Phase transition and anomalous electronic behavior in the layered superconductor CuS probed by NQR

Abstract

Nuclear quadrupole resonance (NQR) on copper nuclei has been applied for studies of the electronic properties of quasi-two-dimensional (2D) low-temperature superconductor CuS (covellite) in the temperature range of 1.47--290 K. Two NQR signals corresponding to two structural nonequivalent sites of copper, Cu(1) and Cu(2), have been found. The temperature dependences of copper quadrupole frequencies, linewidths, and spin-lattice relaxation rates altogether demonstrate the structural phase transition near 55 K, which is accompanied by transformations of the electronic spectrum not typical for simple metals.
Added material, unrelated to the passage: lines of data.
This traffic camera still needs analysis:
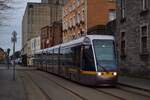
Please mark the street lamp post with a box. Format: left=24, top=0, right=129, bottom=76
left=11, top=31, right=17, bottom=80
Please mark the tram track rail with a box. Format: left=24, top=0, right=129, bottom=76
left=27, top=70, right=150, bottom=100
left=23, top=71, right=52, bottom=100
left=34, top=71, right=128, bottom=100
left=117, top=84, right=150, bottom=98
left=29, top=71, right=89, bottom=100
left=95, top=84, right=150, bottom=100
left=95, top=88, right=126, bottom=100
left=118, top=83, right=150, bottom=93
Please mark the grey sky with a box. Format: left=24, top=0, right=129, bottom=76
left=0, top=0, right=41, bottom=53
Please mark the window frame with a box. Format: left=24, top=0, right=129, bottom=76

The analysis of NQR results and their comparison with literature data show that the valence of copper ions at both sites is intermediate between monovalent and divalent states with the dominance of the former. It has been found that there is a strong hybridization of the Cu(1) and Cu(2) conduction bands at low temperatures, indicating that the charge delocalization between these ions takes place even in 2D regime. On the basis of our data, the occurrence of an energy gap, charge fluctuations, and charge-density waves, as well as the nature of the phase transition in CuS, are discussed. It is concluded that some physical properties of CuS are similar to those of high-temperature superconductors in the normal state.